Euglena gracilis belongs to the order Euglenida, the protist phylum Euglenozoa, and the eukaryotic supergroup Excavata. The phylum Euglenozoa includes also the orders Kinetoplastida (including suborders Trypanosomatina and Bodonina) and Diplonemida. The monophyly of Euglenozoa has been suggested based on various common morphological features, e.g. discoidal mitochondrial cristae and a characteristic feeding apparatus,1,2 and on molecular phylogenies.3 Moreover, Euglenozoa share the presence of the modified base ‘J’ in the nuclear DNA.4 There is little evidence for the presence of signalling pathways regulating nuclear gene expression at the transcriptional level.5,6 The addition of non-coding capped spliced-leaders to nuclear pre-mRNAs via trans-splicing is also common among Euglenozoa.7–12
Euglena gracilis and other phototrophic euglenids possess chloroplasts surrounded by three membranes.13 These arose by a secondary endosymbiotic event in which an euglenozoan host engulfed a green alga.14–16 Chlorarachniophytes (belonging to the supergroup Rhizaria) possess complex green plastids with four envelope membranes and nucleomorph, obtained via an independent secondary symbiosis.17 While plastids of euglenids descended from a prasinophyte, chlorarachniophyte plastids most likely descended from an ulvophyte green algal endosymbiont.18
Many Euglena nuclear genes, mostly of symbiont (i.e. resulting from endosymbiotic gene transfer from the nucleus of the primary host cell to the nucleus of the secondary host cell), but also of host or other origin have acquired presequences for chloroplast targeting. Most presequences required for chloroplast import in Euglena are tripartite, comprising in order: N-terminal signal peptide for targeting to ER, the S/T-rich region resembling transit peptides of organisms possessing primary plastids, and the stop-transfer sequence serving as a membrane anchor (class I proteins, comprising also thylakoid-lumen-targeted class IB proteins possessing an additional hydrophobic thylakoid transfer domain).19–22 Therefore, the major part of the protein precursor stays ‘outside’ while passing through ER, Golgi apparatus, and membrane vesicles prior to their fusion with the outermost chloroplast membrane.19–21 A recent in-depth analysis of E. gracilis presequences revealed another set, the class II of nucleus-encoded plastid protein precursors.22 These lack the putative stop-transfer sequence and possess only a signal sequence at the N-terminus, followed by a transit-peptide-like sequence.22
The complete sequence of the E. gracilis chloroplast genome disclosed an unusually high number of introns: groups II and III introns, and even twintrons (introns within introns).23 However, little is known about introns in nuclear genes of euglenids, as only few genomic sequences from euglenids are available.
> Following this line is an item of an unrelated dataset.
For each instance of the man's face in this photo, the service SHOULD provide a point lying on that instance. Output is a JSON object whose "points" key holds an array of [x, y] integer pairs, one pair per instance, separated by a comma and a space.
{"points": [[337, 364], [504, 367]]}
Introns in the E. gracilis Lhcbm1 gene (according to the nomenclature of Koziol and Durnford,24 encoding light-harvesting chlorophyll a/b binding protein of photosystem II), RbcS genes (encoding small subunit of RuBisCo), and GapC (encoding cytosolic glyceraldehyde-3-phosphate dehydrogenase) do not possess consensus splicing borders (5′-GT/AG-3′) and structural characteristics of group I and II introns, and many of them are flanked by short direct repeats.25–27 These introns can form secondary structure, which could potentially bring together 5′- and 3′-ends, probably without the involvement of spliceosomes.25–28 However, E. gracilis contains also canonical introns, e.g. the 16 introns of the TubC genes (two gene copies encoding gamma-tubulin)28 or the introns in the fibrillarin gene.29,30 The 5′-ends of these introns can potentially base pair with U1 snRNA, suggesting that they are excised in a spliceosome-dependent manner.29 Introns with GT/AG borders are present also in the beta-tubulin gene of the non-photosynthetic euglenoid flagellate Entosiphon sulcatum.9 Furthermore, introns in E. gracilis TubA and TubB genes (encoding alpha- and beta-tubulin, respectively) are of conventional as well as of non-conventional type.28
Recombination events and exon-shuffling have been discussed by various authors as possibly involved in the addition of sequences encoding transit peptides (mitochondrial targeting signals) to nuclear genes for mitochondrial proteins.31–34 In an analogous manner, sequences encoding stroma-targeting peptides might have been added to nucleus-encoded genes for chloroplast proteins in organisms (Archaeplastida) possessing primary chloroplasts of cyanobacterial origin. Such exon-shuffling could occur via recombination processes mediated by introns. However, the identification of introns originally involved in exon-shuffling is problematic for nuclear genes encoding mitochondrial proteins, and for nuclear genes for proteins targeted to primary chloroplasts. The mitochondria arose via an alpha-proteobacterial endosymbiosis, which perhaps dates back to the origin of eukaryotes,35,36 and the cyanobacterial ancestry of primary plastids dates back to the origin of the Archaeplastida.37,38 Since then many intron integration/excision events occurred in various lineages39,40 making it almost impossible to identify introns, which were ancestrally involved in the acquisition of transit peptides. However, the secondary chloroplasts are the results of relatively recent endosymbioses of red and green algae in eukaryotic hosts (for reviews see refs 41–45). It has been suggested that recombination processes might have led to addition of presequences (or at least their parts) to nuclear genes for chloroplast proteins in organisms possessing secondary plastids.46,47 Perhaps the best evidence so far for the involvement of recombination processes mediated by introns in the acquisition of presequences and/or their parts came from the study of Kilian and Kroth48 which revealed the presence of a single intron either within the presequence region or shortly downstream of it in seven nucleus-encoded genes for plastid proteins (AtpC, FbaC1, PetJ, PsbM, PsbO, PsbU and Tpt1) in the diatom Phaeodactylum tricornutum possessing four-membrane-bounded plastids of red algal origin. In this study, we decided to extend this hypothesis to the flagellate E. gracilis possessing secondary chloroplasts of green algal origin.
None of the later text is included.